June 9 Saturday –William Dean Howells, on vacation in Conanicut, R.I., and “in a white fog that carries desolation to the soul,” wrote to ask Clemens for parts one and three of “Some Rambling Notes,” to put in type “at once.”
“The wretch who sold you that type-writer has not yet come to a cruel death. In the meantime he offers me $20.00 for it. I never could regard it as more than a loan, so I ask you whether I shall sell it at that price, or pass it along to you at Elmira” [MTHL 1: 181-2].
Francis D. Millet wrote to Sam from Bucharest, Romania to explain how he became a war correspondent (Russo-Turkish War 1877-78) for the New York Herald.
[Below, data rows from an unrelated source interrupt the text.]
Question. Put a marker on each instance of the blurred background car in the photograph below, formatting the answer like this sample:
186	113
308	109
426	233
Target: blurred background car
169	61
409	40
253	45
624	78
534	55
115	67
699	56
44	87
We are very busy of course and I only seize this opportunity of writing you because I don’t know but I may get into the mess any day and then I shant have time to write. I wanted to thank you for the very good letter (not extant) you sent me at Paris…. Charlie Stoddard who spent a few days there and who is soon to come to America will see you and tell you just how well we are situated in Paris and all about our establishment….This war will make people as familiar with the Danubian provinces as they are with Spain I suppose. The most surprising characteristic of the country is its great likeness to our South & West. You would feel quite at home here—with the exception of the language which is peculiar. I am wrestling with that and Russian and scarcely get time to eat. I can only now stop to send many kind regards to all your family whom I remember as if I had acquired new relatives—why don’t people recognize the famille de coeur even if there be no drop of blood of the same blood in its members? I never think of those evenings in Hartford but I feel a great glow come over me” [MTP]. Note: Sam wrote on the env. “Answered”; See Jan. 17, and ca. Feb. 15 from Susy Clemens; it’s possible that he thanked Sam for a letter now lost that accompanied Susy’s.